In the knowledge graph world, virtualisation means querying data where it already lives — without copying it into the graph first. Instead of extracting millions of time-series rows into RDF triples (slow, memory-hungry, and instantly stale), chrontext leaves the data in DuckDB, PostgreSQL, BigQuery, or an OPC UA server and translates the relevant parts of your SPARQL query into native database calls on the fly.
Why this is powerful: your knowledge graph captures what things are and how they relate (sensors, stations, grid topology), while your time-series database stores what happened and when (measurements, events, readings). Virtualisation lets you ask questions that span both in a single query — no ETL pipeline, no stale snapshots, no glue code. The query engine pushes filters and aggregations down to the database, so only the results you need ever cross the boundary.
This demo shows how maplib's built-in chrontext engine lets you write a single SPARQL query that transparently joins a knowledge graph with a time-series database.
12 Norwegian weather stations — from Blindern in Oslo to Hammerfest in the Arctic. The setup script fetches real forecast data from MET Norway's free Locationforecast API (no API key required), giving ~9 days of hourly forecasts per station.
- Knowledge graph: Station metadata — name, municipality, type (coastal/mountain/urban), geographic coordinates, installed sensors, and their relationships.
- DuckDB database: Real weather forecasts — timestamped temperature, wind speed, and precipitation data from MET Norway, stored in DuckDB.
The magic of chrontext: one SPARQL query can ask questions that span both worlds, like "show me the average temperature for all coastal stations north of 64°N."
chrontext-demo/
├── setup_data.py # Fetches real weather data from api.met.no → DuckDB
├── main.py # The demo script — builds KG, connects DuckDB, runs query
├── demo.ipynb # Jupyter notebook with guided walkthrough
├── tpl/
│ └── stations.stottr # OTTR templates for stations and sensors
├── data/
│ ├── stations.csv # Station metadata (12 Norwegian stations)
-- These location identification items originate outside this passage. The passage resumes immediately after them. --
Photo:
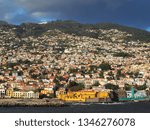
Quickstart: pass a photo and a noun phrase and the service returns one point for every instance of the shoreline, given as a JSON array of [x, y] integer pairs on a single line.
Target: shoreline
[[54, 102]]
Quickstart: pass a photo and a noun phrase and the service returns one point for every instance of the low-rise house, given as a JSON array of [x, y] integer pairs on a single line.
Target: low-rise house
[[31, 94]]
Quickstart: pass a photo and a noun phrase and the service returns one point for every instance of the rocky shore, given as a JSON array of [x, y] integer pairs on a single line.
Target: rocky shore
[[32, 102]]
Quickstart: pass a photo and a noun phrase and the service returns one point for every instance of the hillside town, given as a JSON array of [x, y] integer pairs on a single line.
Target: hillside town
[[44, 66]]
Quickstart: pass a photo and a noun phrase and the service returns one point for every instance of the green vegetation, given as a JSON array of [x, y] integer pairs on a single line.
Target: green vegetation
[[73, 27], [123, 54]]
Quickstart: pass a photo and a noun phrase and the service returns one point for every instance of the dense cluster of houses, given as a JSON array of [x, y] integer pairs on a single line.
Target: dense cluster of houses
[[32, 66]]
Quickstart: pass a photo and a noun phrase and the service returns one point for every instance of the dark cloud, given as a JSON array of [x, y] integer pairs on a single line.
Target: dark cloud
[[128, 12]]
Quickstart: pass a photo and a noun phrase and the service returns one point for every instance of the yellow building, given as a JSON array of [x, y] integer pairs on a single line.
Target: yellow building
[[18, 94], [9, 93], [83, 96], [46, 92], [103, 94]]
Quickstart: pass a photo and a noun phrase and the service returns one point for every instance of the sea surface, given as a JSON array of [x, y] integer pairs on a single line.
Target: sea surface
[[132, 107]]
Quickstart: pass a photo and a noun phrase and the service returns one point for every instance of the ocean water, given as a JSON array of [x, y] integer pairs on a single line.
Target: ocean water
[[138, 107]]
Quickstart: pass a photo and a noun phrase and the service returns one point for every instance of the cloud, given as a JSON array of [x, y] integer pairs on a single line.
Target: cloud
[[128, 12]]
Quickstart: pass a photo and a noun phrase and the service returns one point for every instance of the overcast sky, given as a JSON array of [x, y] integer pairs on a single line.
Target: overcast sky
[[127, 12]]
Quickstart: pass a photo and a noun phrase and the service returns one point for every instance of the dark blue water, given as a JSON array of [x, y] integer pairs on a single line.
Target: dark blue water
[[140, 107]]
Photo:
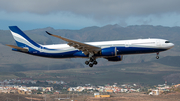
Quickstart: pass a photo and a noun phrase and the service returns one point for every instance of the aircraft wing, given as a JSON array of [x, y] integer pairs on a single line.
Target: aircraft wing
[[86, 48], [18, 48]]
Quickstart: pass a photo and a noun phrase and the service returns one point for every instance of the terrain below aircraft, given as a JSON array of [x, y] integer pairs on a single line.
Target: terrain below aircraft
[[110, 50]]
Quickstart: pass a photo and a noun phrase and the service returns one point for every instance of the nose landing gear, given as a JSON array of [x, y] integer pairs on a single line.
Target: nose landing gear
[[157, 57]]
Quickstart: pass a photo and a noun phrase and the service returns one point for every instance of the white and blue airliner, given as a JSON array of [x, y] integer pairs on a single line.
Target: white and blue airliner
[[110, 50]]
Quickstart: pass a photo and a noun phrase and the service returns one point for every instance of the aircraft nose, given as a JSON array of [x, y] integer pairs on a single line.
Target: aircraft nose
[[171, 45]]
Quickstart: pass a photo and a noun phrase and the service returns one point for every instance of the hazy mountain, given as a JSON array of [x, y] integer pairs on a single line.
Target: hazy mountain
[[10, 59]]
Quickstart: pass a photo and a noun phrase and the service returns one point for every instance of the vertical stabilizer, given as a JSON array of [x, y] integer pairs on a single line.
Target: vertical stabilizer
[[22, 39]]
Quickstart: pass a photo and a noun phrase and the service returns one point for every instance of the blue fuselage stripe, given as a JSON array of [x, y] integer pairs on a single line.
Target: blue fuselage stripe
[[77, 53]]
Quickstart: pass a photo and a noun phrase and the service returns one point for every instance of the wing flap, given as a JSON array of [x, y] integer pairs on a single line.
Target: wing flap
[[86, 48]]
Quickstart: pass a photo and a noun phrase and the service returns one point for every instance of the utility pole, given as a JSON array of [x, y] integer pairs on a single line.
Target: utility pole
[[45, 97]]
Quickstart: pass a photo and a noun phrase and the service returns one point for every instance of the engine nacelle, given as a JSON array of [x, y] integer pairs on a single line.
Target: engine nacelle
[[115, 58], [111, 51]]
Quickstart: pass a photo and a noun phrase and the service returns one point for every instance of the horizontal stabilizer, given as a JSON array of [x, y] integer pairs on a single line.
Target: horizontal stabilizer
[[18, 48]]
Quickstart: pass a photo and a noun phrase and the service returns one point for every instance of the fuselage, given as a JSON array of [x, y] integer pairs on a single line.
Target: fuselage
[[122, 47], [110, 50]]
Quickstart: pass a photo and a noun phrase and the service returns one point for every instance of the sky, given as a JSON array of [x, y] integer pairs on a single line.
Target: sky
[[78, 14]]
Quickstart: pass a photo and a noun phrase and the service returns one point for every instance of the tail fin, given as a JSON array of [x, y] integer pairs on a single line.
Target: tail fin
[[22, 39]]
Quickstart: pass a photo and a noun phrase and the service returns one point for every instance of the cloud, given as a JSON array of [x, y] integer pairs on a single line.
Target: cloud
[[83, 13], [97, 8]]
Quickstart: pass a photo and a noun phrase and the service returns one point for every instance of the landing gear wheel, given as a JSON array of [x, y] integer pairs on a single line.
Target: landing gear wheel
[[87, 62], [157, 57], [90, 65], [91, 60], [95, 62]]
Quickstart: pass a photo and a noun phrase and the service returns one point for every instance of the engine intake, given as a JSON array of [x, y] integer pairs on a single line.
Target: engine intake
[[115, 58]]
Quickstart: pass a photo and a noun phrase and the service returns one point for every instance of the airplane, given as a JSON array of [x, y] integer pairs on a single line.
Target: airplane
[[110, 50]]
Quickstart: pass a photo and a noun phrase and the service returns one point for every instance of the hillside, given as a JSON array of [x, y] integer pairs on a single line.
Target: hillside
[[133, 67]]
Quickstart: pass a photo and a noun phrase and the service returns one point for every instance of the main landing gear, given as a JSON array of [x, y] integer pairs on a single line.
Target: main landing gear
[[157, 57], [91, 62]]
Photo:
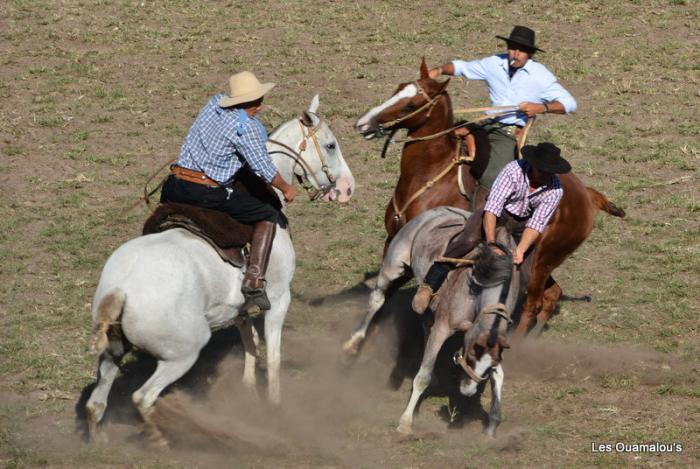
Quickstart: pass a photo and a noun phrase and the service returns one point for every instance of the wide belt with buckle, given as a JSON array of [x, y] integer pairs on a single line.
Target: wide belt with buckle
[[191, 175]]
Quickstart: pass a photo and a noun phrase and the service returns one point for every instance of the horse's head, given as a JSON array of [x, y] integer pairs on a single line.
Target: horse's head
[[482, 352], [409, 107], [307, 148], [485, 340]]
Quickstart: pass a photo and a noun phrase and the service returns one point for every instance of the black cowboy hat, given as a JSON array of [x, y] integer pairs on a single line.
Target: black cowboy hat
[[523, 36], [546, 157]]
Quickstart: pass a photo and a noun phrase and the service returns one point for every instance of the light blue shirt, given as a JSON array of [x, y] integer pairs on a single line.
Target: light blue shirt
[[222, 140], [532, 83]]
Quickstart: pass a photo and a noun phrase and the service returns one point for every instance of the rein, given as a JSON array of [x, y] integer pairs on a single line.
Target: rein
[[314, 193]]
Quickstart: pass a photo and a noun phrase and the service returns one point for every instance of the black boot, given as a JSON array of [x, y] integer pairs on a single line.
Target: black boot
[[253, 285]]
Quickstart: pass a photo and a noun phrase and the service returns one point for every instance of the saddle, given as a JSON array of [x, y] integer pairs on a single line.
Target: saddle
[[226, 235]]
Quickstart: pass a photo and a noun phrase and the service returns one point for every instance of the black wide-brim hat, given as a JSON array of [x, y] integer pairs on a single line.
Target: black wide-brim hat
[[523, 36], [546, 157]]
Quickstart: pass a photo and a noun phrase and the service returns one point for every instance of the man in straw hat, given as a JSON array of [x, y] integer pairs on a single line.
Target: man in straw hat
[[225, 138], [513, 79], [523, 199]]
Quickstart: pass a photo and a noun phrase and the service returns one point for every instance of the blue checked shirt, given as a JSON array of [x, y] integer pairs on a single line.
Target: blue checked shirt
[[510, 192], [222, 140], [532, 83]]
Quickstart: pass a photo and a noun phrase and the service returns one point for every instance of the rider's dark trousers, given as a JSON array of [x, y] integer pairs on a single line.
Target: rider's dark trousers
[[468, 239], [242, 206]]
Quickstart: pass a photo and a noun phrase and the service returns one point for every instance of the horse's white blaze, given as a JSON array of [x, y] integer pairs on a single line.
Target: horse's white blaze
[[368, 122], [332, 155], [468, 385]]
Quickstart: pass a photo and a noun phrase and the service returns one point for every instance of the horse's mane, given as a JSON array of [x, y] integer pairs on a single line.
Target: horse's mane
[[490, 269]]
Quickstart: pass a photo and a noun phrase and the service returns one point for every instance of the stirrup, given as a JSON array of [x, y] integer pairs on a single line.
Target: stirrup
[[422, 298], [255, 299]]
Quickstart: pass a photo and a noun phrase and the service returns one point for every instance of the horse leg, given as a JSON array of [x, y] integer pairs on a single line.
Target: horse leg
[[246, 329], [391, 277], [167, 372], [438, 335], [495, 412], [533, 303], [274, 319], [107, 371], [552, 293]]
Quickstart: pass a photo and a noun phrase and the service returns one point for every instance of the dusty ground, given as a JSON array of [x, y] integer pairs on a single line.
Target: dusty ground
[[97, 95]]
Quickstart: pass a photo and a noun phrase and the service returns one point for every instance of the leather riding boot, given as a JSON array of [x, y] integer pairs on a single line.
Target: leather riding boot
[[253, 285], [433, 281]]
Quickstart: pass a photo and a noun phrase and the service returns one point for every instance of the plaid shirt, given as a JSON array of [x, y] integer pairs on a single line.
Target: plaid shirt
[[222, 140], [510, 191]]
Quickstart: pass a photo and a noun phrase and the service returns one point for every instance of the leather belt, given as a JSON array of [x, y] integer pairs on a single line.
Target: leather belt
[[191, 175], [511, 129]]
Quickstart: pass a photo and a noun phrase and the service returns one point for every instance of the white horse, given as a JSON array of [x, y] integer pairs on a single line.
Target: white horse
[[164, 293]]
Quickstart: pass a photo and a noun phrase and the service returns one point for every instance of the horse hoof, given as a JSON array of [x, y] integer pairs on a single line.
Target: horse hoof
[[404, 429], [98, 438], [351, 347]]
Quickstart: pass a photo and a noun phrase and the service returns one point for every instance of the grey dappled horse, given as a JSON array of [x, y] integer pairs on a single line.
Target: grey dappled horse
[[164, 293], [472, 300]]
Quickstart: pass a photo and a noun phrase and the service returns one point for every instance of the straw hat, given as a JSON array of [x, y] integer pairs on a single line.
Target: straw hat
[[244, 87]]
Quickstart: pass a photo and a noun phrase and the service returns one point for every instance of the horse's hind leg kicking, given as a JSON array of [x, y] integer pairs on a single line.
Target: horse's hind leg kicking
[[389, 280], [167, 372], [248, 337], [495, 412], [552, 293], [438, 335], [107, 371]]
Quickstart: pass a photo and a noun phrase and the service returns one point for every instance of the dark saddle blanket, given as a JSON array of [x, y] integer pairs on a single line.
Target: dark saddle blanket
[[226, 235]]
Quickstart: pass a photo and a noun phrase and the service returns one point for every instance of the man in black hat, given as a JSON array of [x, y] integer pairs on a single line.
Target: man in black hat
[[523, 199], [513, 79]]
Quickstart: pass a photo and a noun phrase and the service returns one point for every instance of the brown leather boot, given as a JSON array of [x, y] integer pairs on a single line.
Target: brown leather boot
[[253, 285]]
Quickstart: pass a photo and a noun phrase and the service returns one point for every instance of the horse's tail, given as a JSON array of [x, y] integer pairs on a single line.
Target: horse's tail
[[108, 311], [602, 202]]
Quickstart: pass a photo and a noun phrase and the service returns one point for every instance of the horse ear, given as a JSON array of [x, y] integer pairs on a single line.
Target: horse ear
[[423, 69], [462, 326], [306, 119], [504, 343], [443, 85], [313, 107]]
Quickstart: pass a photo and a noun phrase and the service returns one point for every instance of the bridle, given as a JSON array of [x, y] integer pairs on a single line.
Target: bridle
[[308, 132]]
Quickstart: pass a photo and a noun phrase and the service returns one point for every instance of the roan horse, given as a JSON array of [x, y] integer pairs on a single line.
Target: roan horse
[[428, 178], [163, 293], [477, 301]]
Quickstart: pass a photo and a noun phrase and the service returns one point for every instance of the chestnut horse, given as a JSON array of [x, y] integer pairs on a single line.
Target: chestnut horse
[[428, 178]]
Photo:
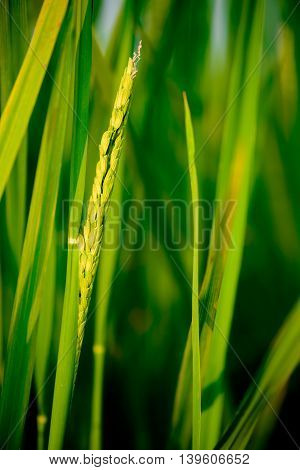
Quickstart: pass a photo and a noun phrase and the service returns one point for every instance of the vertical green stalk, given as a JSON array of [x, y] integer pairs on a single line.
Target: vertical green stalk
[[242, 150], [16, 187], [108, 259], [65, 371], [195, 285], [44, 334]]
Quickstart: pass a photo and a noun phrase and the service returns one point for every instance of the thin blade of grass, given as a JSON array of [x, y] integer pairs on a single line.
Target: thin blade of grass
[[44, 334], [233, 185], [241, 174], [20, 360], [108, 260], [65, 372], [12, 55], [195, 284], [281, 361]]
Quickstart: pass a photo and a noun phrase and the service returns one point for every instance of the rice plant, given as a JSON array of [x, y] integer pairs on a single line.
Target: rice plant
[[160, 288]]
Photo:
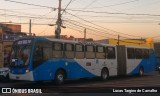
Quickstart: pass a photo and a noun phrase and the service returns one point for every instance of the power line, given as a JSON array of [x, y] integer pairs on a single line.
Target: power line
[[116, 13], [113, 4], [26, 16], [30, 4], [101, 26], [67, 6]]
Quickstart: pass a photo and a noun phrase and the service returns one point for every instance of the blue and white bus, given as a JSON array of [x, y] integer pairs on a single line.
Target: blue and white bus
[[41, 59]]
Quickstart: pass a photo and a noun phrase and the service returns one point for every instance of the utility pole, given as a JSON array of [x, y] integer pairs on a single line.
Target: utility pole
[[118, 40], [59, 22], [30, 25], [85, 35]]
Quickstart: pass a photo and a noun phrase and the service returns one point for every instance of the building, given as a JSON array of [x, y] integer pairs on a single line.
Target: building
[[8, 33]]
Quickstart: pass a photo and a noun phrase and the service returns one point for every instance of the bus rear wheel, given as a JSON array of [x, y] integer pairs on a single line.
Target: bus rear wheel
[[60, 76], [104, 74]]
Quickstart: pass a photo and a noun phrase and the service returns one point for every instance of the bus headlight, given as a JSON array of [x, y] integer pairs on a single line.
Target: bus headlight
[[27, 71]]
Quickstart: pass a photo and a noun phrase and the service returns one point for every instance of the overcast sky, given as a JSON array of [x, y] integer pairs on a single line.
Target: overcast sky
[[102, 18]]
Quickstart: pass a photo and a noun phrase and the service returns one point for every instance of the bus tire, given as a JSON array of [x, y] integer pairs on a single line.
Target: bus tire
[[141, 71], [104, 74], [59, 77]]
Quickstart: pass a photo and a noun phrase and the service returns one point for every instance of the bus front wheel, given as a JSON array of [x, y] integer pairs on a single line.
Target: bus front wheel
[[60, 76], [104, 74]]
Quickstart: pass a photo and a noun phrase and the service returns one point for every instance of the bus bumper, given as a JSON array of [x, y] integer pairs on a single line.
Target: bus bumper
[[28, 76]]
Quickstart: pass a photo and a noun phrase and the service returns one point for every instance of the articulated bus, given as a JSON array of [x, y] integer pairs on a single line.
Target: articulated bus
[[46, 59]]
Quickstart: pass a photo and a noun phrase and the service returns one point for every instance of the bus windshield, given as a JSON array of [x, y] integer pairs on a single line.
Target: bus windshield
[[20, 55]]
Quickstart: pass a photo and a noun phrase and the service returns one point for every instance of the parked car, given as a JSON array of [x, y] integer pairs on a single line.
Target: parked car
[[4, 73]]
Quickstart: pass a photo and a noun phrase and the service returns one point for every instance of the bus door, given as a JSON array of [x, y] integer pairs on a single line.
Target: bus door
[[42, 54], [121, 60]]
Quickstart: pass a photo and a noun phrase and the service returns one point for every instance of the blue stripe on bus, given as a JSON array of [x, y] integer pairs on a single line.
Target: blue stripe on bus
[[147, 64], [47, 70]]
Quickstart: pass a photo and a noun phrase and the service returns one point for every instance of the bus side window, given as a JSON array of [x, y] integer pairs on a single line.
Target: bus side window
[[100, 52], [47, 50], [79, 51], [145, 53], [138, 53], [110, 53], [90, 51], [38, 54], [57, 50], [69, 50]]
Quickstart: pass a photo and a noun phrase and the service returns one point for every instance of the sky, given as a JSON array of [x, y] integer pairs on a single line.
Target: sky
[[102, 19]]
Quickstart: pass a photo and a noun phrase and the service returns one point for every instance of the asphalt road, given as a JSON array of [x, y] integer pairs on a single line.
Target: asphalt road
[[94, 85]]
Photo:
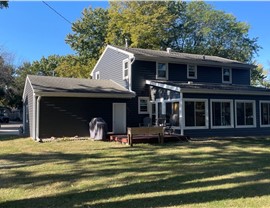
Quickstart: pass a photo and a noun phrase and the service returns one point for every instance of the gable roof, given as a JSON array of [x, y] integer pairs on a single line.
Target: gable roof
[[148, 54], [210, 88], [74, 87]]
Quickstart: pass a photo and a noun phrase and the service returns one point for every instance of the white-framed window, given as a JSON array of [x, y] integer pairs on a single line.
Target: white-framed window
[[196, 114], [162, 70], [97, 75], [125, 69], [227, 75], [265, 113], [191, 71], [143, 105], [245, 113], [221, 113]]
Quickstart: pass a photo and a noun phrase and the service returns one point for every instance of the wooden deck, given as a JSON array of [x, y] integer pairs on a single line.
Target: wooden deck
[[152, 139]]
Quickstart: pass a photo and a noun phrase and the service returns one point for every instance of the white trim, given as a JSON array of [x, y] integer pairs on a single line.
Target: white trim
[[254, 113], [206, 113], [195, 68], [260, 103], [125, 69], [231, 113], [167, 70], [131, 55], [97, 75], [227, 82], [139, 105], [86, 95], [165, 86]]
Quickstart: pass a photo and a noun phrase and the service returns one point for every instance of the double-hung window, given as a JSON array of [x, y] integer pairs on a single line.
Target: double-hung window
[[221, 113], [265, 113], [162, 70], [191, 71], [125, 69], [143, 105], [227, 75], [245, 113], [196, 113]]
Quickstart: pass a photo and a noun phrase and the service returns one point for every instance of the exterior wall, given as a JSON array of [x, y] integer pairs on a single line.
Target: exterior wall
[[227, 132], [178, 72], [60, 117], [111, 65], [28, 101]]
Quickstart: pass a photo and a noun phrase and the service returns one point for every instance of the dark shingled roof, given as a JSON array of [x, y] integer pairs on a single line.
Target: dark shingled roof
[[214, 88], [140, 53], [47, 84]]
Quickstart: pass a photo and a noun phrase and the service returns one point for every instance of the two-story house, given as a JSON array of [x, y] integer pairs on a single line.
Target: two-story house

│ └── weather.duckdb # (generated) time-series database with real MET data
└── queries/
└── sensor_overview.rq # Pure KG: station/sensor structure
pip install maplib duckdb polars sqlalchemy
python setup_data.py # fetch real weather data from MET Norway
python main.py # run the demoNo API key needed. The Locationforecast API just requires a proper User-Agent header (already set in the script). Data is freely available under the Norwegian Licence for Open Government Data.
With chrontext, you write one SPARQL query that spans the knowledge graph and the time-series database — no manual orchestration, no glue code, no pulling intermediate results into Python. The engine pushes filters and aggregations down to DuckDB and joins the results via zero-copy Arrow DataFrames.
In benchmarks published in Expert Systems & Applications, chrontext was 10–85× faster than Ontop.